Start Me Up Again catches 535.3-pound blue

From left, Tom Thomason, deckman John Keiley and Capt. Steve Cravens with their 535.3-pound blue.
LAHAINA – The Start Me Up Again put their third big fish of the year into the Top Marlin stats: a 535.3-pound blue by Tom Thomason. He was fishing with Capt. Steve Cravens and deckman John Keiley.
Steve headed the boat out of town toward the LA-Buoy on the way to the Kaho’olawe Shoals. He was just inside the 100-fathom ledge when John saw a marlin bill-whack the long corner, Seth Kizel purple straight-runner lure. Steve turned around to see the explosion the marlin made behind the lure, but it never broke the rubber band.
John could only bring in the lure a couple of cranks before the tag line rubber band reached the rod tip. He then free-spooled the lure back to its original position and locked up the reel. As soon as he locked up the reel, the rubber band snapped as the marlin grabbed the lure. “Hook up!”
The marlin peeled out the 130-test line straight out, jumping away from the boat 400-500 yards in a hurry. John quickly got the long side cleared so Steve could reverse the boat past the short side of the pattern after the fish.
The marlin jumped off to the starboard side, tail-walking back and forth and kicking up a lot of whitewater. It stayed on the surface for the first ten minutes, making several more series of jumps. Steve backed the boat aggressively after the fish, trying to retrieve some of the line when it was down. Once Tom had half the spool back, Steve slowed the chase.

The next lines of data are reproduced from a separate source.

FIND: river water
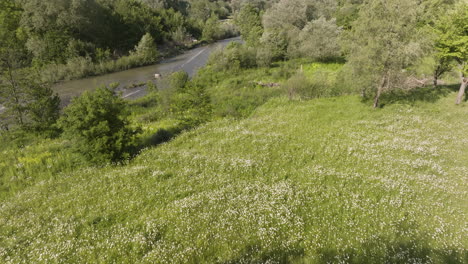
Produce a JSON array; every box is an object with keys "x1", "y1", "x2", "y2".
[{"x1": 53, "y1": 36, "x2": 242, "y2": 104}]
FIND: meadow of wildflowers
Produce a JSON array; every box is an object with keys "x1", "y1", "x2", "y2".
[{"x1": 1, "y1": 94, "x2": 467, "y2": 263}]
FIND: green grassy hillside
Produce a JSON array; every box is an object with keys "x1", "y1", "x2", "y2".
[{"x1": 1, "y1": 94, "x2": 467, "y2": 263}]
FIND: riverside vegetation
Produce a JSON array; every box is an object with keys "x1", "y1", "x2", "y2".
[{"x1": 1, "y1": 0, "x2": 467, "y2": 263}]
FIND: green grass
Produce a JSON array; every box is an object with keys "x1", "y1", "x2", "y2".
[
  {"x1": 195, "y1": 60, "x2": 344, "y2": 118},
  {"x1": 1, "y1": 92, "x2": 467, "y2": 263}
]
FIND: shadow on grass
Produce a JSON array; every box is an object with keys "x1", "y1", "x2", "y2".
[
  {"x1": 223, "y1": 244, "x2": 304, "y2": 264},
  {"x1": 143, "y1": 126, "x2": 184, "y2": 148},
  {"x1": 221, "y1": 237, "x2": 466, "y2": 264},
  {"x1": 316, "y1": 237, "x2": 466, "y2": 264},
  {"x1": 379, "y1": 84, "x2": 459, "y2": 107}
]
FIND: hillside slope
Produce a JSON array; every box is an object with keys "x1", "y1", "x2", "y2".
[{"x1": 1, "y1": 95, "x2": 467, "y2": 263}]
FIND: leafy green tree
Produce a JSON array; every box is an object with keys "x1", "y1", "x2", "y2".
[
  {"x1": 336, "y1": 0, "x2": 364, "y2": 29},
  {"x1": 170, "y1": 84, "x2": 212, "y2": 128},
  {"x1": 288, "y1": 17, "x2": 341, "y2": 61},
  {"x1": 26, "y1": 80, "x2": 60, "y2": 133},
  {"x1": 133, "y1": 33, "x2": 159, "y2": 64},
  {"x1": 433, "y1": 4, "x2": 467, "y2": 104},
  {"x1": 257, "y1": 30, "x2": 288, "y2": 65},
  {"x1": 234, "y1": 4, "x2": 263, "y2": 47},
  {"x1": 59, "y1": 87, "x2": 140, "y2": 163},
  {"x1": 343, "y1": 0, "x2": 425, "y2": 108},
  {"x1": 0, "y1": 69, "x2": 60, "y2": 132},
  {"x1": 202, "y1": 14, "x2": 221, "y2": 43},
  {"x1": 259, "y1": 0, "x2": 339, "y2": 64},
  {"x1": 1, "y1": 1, "x2": 59, "y2": 132}
]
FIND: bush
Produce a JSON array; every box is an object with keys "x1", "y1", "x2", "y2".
[
  {"x1": 288, "y1": 18, "x2": 341, "y2": 61},
  {"x1": 133, "y1": 33, "x2": 159, "y2": 64},
  {"x1": 284, "y1": 70, "x2": 340, "y2": 100},
  {"x1": 58, "y1": 86, "x2": 140, "y2": 163},
  {"x1": 170, "y1": 84, "x2": 212, "y2": 129},
  {"x1": 171, "y1": 26, "x2": 191, "y2": 45},
  {"x1": 284, "y1": 72, "x2": 312, "y2": 100},
  {"x1": 202, "y1": 14, "x2": 221, "y2": 42},
  {"x1": 169, "y1": 71, "x2": 189, "y2": 91},
  {"x1": 208, "y1": 42, "x2": 257, "y2": 71}
]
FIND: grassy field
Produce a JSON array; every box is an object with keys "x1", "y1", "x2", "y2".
[{"x1": 1, "y1": 90, "x2": 467, "y2": 263}]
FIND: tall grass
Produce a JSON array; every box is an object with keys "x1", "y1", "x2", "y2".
[{"x1": 1, "y1": 94, "x2": 466, "y2": 262}]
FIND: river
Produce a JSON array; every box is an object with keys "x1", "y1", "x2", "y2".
[{"x1": 53, "y1": 36, "x2": 242, "y2": 104}]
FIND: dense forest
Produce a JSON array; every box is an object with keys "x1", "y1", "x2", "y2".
[
  {"x1": 0, "y1": 0, "x2": 237, "y2": 79},
  {"x1": 1, "y1": 0, "x2": 467, "y2": 263}
]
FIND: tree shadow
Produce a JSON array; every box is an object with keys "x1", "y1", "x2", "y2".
[
  {"x1": 222, "y1": 243, "x2": 305, "y2": 264},
  {"x1": 220, "y1": 230, "x2": 466, "y2": 264},
  {"x1": 379, "y1": 84, "x2": 459, "y2": 107},
  {"x1": 316, "y1": 237, "x2": 466, "y2": 264},
  {"x1": 143, "y1": 126, "x2": 183, "y2": 148}
]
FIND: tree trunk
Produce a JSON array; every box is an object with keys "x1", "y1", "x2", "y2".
[
  {"x1": 433, "y1": 66, "x2": 439, "y2": 87},
  {"x1": 373, "y1": 74, "x2": 387, "y2": 108},
  {"x1": 456, "y1": 75, "x2": 467, "y2": 105},
  {"x1": 5, "y1": 62, "x2": 25, "y2": 126}
]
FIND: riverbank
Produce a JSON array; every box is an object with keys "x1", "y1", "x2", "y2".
[
  {"x1": 53, "y1": 37, "x2": 242, "y2": 104},
  {"x1": 40, "y1": 32, "x2": 239, "y2": 85}
]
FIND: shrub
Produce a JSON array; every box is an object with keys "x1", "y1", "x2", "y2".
[
  {"x1": 208, "y1": 42, "x2": 257, "y2": 71},
  {"x1": 171, "y1": 26, "x2": 190, "y2": 44},
  {"x1": 169, "y1": 71, "x2": 189, "y2": 91},
  {"x1": 58, "y1": 86, "x2": 140, "y2": 163},
  {"x1": 133, "y1": 33, "x2": 159, "y2": 64},
  {"x1": 284, "y1": 72, "x2": 311, "y2": 100},
  {"x1": 170, "y1": 84, "x2": 212, "y2": 129},
  {"x1": 288, "y1": 17, "x2": 342, "y2": 61},
  {"x1": 202, "y1": 14, "x2": 221, "y2": 43},
  {"x1": 26, "y1": 81, "x2": 61, "y2": 134}
]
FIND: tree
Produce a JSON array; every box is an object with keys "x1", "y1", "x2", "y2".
[
  {"x1": 336, "y1": 0, "x2": 364, "y2": 29},
  {"x1": 234, "y1": 3, "x2": 263, "y2": 47},
  {"x1": 433, "y1": 4, "x2": 467, "y2": 104},
  {"x1": 202, "y1": 14, "x2": 221, "y2": 43},
  {"x1": 170, "y1": 83, "x2": 212, "y2": 128},
  {"x1": 0, "y1": 69, "x2": 60, "y2": 132},
  {"x1": 26, "y1": 80, "x2": 60, "y2": 132},
  {"x1": 343, "y1": 0, "x2": 425, "y2": 108},
  {"x1": 259, "y1": 0, "x2": 339, "y2": 64},
  {"x1": 0, "y1": 0, "x2": 59, "y2": 132},
  {"x1": 288, "y1": 17, "x2": 341, "y2": 61},
  {"x1": 0, "y1": 0, "x2": 26, "y2": 127},
  {"x1": 133, "y1": 33, "x2": 159, "y2": 64},
  {"x1": 59, "y1": 86, "x2": 140, "y2": 163}
]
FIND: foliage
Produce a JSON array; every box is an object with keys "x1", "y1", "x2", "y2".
[
  {"x1": 208, "y1": 42, "x2": 257, "y2": 72},
  {"x1": 342, "y1": 0, "x2": 426, "y2": 107},
  {"x1": 0, "y1": 68, "x2": 60, "y2": 132},
  {"x1": 335, "y1": 0, "x2": 364, "y2": 29},
  {"x1": 23, "y1": 80, "x2": 60, "y2": 133},
  {"x1": 0, "y1": 0, "x2": 235, "y2": 82},
  {"x1": 234, "y1": 3, "x2": 263, "y2": 47},
  {"x1": 258, "y1": 0, "x2": 340, "y2": 65},
  {"x1": 428, "y1": 2, "x2": 466, "y2": 82},
  {"x1": 288, "y1": 17, "x2": 342, "y2": 61},
  {"x1": 202, "y1": 14, "x2": 221, "y2": 43},
  {"x1": 171, "y1": 26, "x2": 191, "y2": 44},
  {"x1": 432, "y1": 3, "x2": 468, "y2": 103},
  {"x1": 257, "y1": 30, "x2": 288, "y2": 65},
  {"x1": 169, "y1": 71, "x2": 189, "y2": 91},
  {"x1": 58, "y1": 86, "x2": 140, "y2": 163},
  {"x1": 133, "y1": 33, "x2": 159, "y2": 64},
  {"x1": 170, "y1": 84, "x2": 212, "y2": 128}
]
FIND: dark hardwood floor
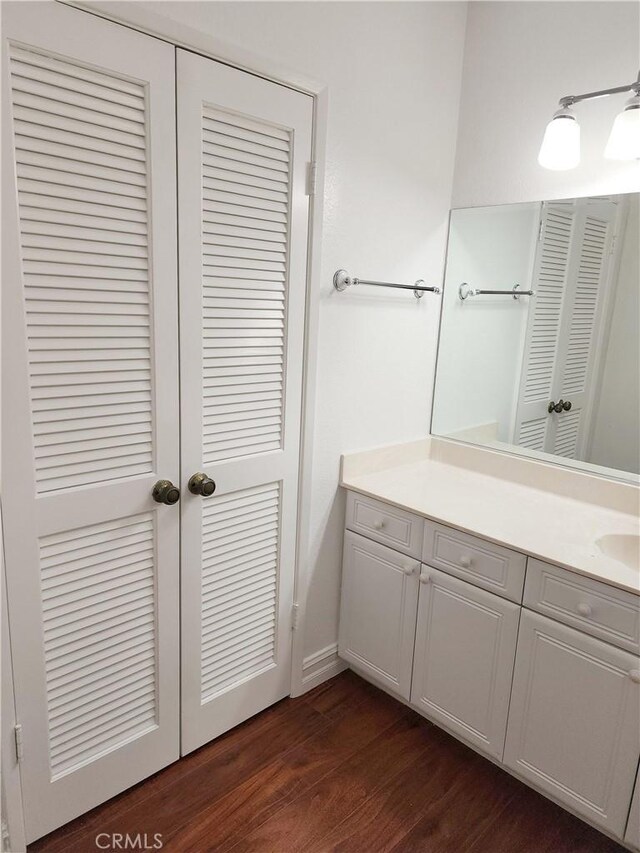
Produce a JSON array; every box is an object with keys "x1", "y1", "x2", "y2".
[{"x1": 30, "y1": 671, "x2": 625, "y2": 853}]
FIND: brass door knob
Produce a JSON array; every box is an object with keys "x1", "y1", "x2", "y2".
[
  {"x1": 188, "y1": 472, "x2": 216, "y2": 497},
  {"x1": 152, "y1": 479, "x2": 180, "y2": 505}
]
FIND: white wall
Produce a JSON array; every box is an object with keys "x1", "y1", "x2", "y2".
[
  {"x1": 453, "y1": 2, "x2": 640, "y2": 208},
  {"x1": 117, "y1": 1, "x2": 468, "y2": 663},
  {"x1": 589, "y1": 195, "x2": 640, "y2": 475},
  {"x1": 432, "y1": 203, "x2": 539, "y2": 441}
]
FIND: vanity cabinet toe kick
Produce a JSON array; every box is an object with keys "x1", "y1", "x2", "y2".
[{"x1": 339, "y1": 490, "x2": 640, "y2": 847}]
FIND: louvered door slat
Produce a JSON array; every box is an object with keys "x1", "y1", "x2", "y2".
[
  {"x1": 562, "y1": 216, "x2": 608, "y2": 395},
  {"x1": 523, "y1": 207, "x2": 574, "y2": 405},
  {"x1": 553, "y1": 410, "x2": 582, "y2": 457},
  {"x1": 199, "y1": 483, "x2": 280, "y2": 700},
  {"x1": 39, "y1": 514, "x2": 156, "y2": 777},
  {"x1": 201, "y1": 102, "x2": 287, "y2": 463},
  {"x1": 517, "y1": 416, "x2": 547, "y2": 451}
]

With the marlin almost straight up and down off the stern, Steve worked the boat in and out of gear until Tom got tired, then idled forward to keep the line tight while Tom rested. They kept this up for about 15 minutes.
As Steve got the marlin to within 100 yards of the boat, he went to neutral. John switched the reel into low gear and got Tom in to a rhythm, letting him pump the rod, pull up, reel down, pull up, reel down.

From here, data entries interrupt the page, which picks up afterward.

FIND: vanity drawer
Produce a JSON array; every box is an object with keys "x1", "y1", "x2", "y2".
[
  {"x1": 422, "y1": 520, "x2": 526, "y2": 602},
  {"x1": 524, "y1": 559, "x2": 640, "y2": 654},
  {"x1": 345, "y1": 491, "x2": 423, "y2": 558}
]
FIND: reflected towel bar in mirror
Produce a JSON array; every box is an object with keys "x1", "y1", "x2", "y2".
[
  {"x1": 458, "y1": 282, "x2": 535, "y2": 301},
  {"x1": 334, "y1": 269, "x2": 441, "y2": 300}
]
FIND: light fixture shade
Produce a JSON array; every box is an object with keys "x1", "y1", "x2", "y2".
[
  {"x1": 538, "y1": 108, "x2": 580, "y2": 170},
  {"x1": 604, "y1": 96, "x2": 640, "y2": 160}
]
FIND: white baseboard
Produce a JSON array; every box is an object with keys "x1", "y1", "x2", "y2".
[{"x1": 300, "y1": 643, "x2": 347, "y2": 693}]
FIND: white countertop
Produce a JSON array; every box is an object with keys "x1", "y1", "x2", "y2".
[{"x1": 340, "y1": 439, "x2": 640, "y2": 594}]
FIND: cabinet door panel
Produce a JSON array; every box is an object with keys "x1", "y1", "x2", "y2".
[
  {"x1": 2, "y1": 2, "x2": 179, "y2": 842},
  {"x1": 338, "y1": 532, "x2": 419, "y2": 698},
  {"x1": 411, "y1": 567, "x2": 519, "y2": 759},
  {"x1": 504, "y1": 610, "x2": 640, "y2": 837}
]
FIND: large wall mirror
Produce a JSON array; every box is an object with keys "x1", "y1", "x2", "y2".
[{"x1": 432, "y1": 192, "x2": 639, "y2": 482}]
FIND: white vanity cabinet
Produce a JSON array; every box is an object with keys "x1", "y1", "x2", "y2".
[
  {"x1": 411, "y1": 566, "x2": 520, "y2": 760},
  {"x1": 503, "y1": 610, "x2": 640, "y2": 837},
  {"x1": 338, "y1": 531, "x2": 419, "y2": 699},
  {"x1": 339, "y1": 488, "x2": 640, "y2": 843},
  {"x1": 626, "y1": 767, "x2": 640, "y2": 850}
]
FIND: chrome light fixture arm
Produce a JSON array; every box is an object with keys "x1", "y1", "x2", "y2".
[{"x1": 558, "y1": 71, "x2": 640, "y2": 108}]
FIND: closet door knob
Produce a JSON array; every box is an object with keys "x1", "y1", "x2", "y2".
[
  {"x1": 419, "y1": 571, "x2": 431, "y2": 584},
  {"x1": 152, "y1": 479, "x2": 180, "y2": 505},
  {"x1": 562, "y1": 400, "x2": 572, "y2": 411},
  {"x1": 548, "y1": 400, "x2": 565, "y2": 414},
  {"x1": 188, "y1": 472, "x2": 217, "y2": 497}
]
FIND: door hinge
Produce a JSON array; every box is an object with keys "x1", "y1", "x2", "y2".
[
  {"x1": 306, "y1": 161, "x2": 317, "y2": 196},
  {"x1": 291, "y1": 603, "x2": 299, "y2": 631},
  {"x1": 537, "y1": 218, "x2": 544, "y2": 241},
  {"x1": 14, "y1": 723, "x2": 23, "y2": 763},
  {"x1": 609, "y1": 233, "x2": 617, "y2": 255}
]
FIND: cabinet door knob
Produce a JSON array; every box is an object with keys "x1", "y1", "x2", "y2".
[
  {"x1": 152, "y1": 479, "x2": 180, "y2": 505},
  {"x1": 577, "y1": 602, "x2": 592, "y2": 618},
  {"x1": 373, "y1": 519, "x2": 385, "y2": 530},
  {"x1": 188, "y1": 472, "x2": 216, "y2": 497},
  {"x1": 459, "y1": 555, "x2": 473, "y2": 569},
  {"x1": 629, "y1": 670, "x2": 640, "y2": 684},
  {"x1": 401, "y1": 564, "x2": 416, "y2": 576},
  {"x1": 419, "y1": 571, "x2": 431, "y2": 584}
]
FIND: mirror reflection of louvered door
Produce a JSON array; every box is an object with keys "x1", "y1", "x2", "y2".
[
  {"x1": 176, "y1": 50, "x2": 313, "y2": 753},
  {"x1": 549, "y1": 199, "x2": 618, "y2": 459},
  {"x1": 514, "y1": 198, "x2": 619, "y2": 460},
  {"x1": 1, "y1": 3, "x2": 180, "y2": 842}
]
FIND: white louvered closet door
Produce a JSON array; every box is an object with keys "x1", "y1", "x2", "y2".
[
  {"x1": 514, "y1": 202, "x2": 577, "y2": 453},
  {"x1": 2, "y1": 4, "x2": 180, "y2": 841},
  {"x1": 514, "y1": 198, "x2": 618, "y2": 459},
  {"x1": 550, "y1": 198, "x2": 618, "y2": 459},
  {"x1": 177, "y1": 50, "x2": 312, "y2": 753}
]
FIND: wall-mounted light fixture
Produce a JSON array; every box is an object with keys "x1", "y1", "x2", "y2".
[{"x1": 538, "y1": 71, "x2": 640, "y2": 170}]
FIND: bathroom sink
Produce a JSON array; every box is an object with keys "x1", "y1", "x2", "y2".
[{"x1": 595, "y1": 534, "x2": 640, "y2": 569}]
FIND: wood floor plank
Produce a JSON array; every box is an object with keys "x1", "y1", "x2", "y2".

In no time, they had the marlin to double line off the stern. With the fish near enough that John could grab the swivel, he held on with both hands so the line wouldn’t slip. The marlin couldn’t decide which direction it wanted to go, so John felt it out for a few seconds.
John couldn’t do anything without taking wraps on the leader. The marlin started to slowly drift to the port side. It never made a big move, so John took a couple of good wraps of line and pulled it around the side.

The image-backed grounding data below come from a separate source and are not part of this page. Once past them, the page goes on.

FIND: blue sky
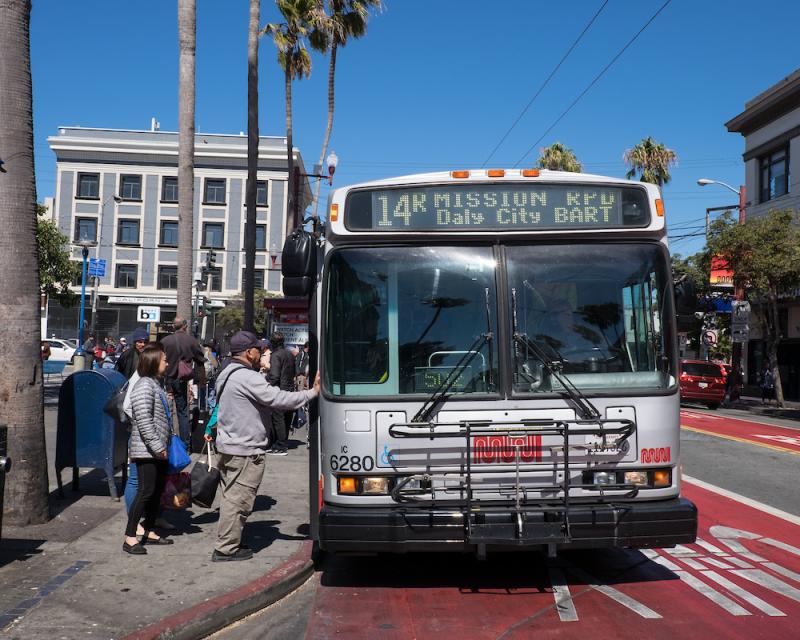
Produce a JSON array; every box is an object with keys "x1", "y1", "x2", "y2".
[{"x1": 31, "y1": 0, "x2": 799, "y2": 256}]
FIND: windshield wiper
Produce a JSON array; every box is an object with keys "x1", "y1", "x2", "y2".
[
  {"x1": 412, "y1": 287, "x2": 495, "y2": 423},
  {"x1": 511, "y1": 288, "x2": 601, "y2": 420}
]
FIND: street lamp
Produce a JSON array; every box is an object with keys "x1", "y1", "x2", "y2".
[
  {"x1": 293, "y1": 151, "x2": 339, "y2": 229},
  {"x1": 72, "y1": 238, "x2": 98, "y2": 371},
  {"x1": 697, "y1": 177, "x2": 747, "y2": 394}
]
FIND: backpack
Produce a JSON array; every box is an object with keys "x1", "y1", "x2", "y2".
[{"x1": 177, "y1": 359, "x2": 194, "y2": 381}]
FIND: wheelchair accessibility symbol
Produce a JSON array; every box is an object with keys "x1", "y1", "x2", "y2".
[{"x1": 380, "y1": 445, "x2": 396, "y2": 465}]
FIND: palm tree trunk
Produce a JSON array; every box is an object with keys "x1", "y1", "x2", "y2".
[
  {"x1": 243, "y1": 0, "x2": 260, "y2": 331},
  {"x1": 285, "y1": 58, "x2": 296, "y2": 230},
  {"x1": 312, "y1": 39, "x2": 337, "y2": 220},
  {"x1": 0, "y1": 0, "x2": 49, "y2": 525},
  {"x1": 177, "y1": 0, "x2": 197, "y2": 323}
]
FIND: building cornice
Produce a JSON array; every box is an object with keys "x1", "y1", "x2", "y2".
[{"x1": 725, "y1": 69, "x2": 800, "y2": 136}]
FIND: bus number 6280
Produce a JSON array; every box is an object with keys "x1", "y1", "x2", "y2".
[{"x1": 330, "y1": 455, "x2": 375, "y2": 472}]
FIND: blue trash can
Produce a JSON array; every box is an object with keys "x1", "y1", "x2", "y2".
[{"x1": 55, "y1": 369, "x2": 128, "y2": 500}]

The marlin came up fairly easy and rolled on its side. Steve left the helm pretty quickly to secure the fish. John took a couple more wraps and pulled, with it right there for Steve. Tom did a great job in the chair, mentioned Steve. He got into a rhythm pumping the rod and keeping tension on the line, getting his fish to the boat in 45 minutes.
For catching a marlin over 500 pounds, Start Me Up Sportfishing gave Tom his trip for free. They also donated $300 to Habitat for Humanity as part of their continuing charity donation program for a marlin caught over 500 pounds on one of their boats.